Upon graduation from the Tokyo College of Photography, Almond returned to Hong Kong to set up his studio, and became more involved as a photographer.
During my visits to Hong Kong in the 1990s, his workload escalated every time I met him; I could tell that his work was going better. And as one of the representative figures in Hong Kong photography circle nowadays, he spared no efforts in guiding newcomers in the field. As someone who had witnessed him embarked on his journey, I sincerely hope that he will be successful as he progresses along his pathway.

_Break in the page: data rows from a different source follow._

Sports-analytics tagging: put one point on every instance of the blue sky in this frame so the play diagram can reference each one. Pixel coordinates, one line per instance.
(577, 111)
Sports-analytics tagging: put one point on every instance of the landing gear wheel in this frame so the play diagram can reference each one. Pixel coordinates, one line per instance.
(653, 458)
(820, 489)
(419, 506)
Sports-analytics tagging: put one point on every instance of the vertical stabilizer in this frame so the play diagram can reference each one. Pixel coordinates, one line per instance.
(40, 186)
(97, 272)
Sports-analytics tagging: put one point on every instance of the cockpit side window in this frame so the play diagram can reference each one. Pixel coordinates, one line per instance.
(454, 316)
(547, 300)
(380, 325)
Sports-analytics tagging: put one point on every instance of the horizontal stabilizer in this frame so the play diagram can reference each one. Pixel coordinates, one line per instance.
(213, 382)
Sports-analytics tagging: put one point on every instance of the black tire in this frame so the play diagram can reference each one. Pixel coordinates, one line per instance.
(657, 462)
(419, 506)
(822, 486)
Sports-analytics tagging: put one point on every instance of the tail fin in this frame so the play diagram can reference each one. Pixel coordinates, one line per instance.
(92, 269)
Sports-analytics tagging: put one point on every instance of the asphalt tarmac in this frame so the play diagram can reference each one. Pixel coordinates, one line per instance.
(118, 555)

Almond always injects his own spirit into his portrait works; this is what I like about him. Not only to him, shooting portraits remains a challenge of techniques to many photographers, right? This is because human being has many mysteries. When a subject with an enigmatic charisma turns up, a photographer will have to utilize his own way of interpretation to present that quality. Because of this, photographers, at all times and places, take portraits as a mirror reflective of their own images, and by that, aren't they projecting their worldview?

From the portraits collected in this book, it can be seen that Almond has utilized a variety of techniques. I completely understand why he would attempt such a difficult theme. During the mid-1980s to 1990s, his basic style was composed of a 6x6 square format with monotone human figure. No matter how you interpret them, those works were hardly anything more than the subjects’ forms, just like a style formed from practicing abstract painting. From the late 90s to 2000, a massive change occurred and color usage became much richer.
The color photographs appeared; together with adopting the method of close-up, works as compelling as the portrait of poet Bei Dao were generated. Moreover, the portraits’ shooting were not restrained in studio anymore but also took place outdoor. Those were experiences that Almond accumulated as a photographer. So, please continue to utilize them in portraits!

But something remains unchanged. From his works, it can be felt that he has a kind and gentle personality. He delicately captured the qi of the subjects who were in front of his camera, and then injected it into their postures. Almond is an honest photographer; you can tell after you saw his works. His works also possess an intrinsic classical style. Over time, he had retained various styles of people who actively appeared in Hong Kong cultural and art scenes during 1990s to 2000s. Those works will definitely make significant information.

No matter what, Almond will continue to shoot portraits, right? I will be looking forward to his achievement of a greater result.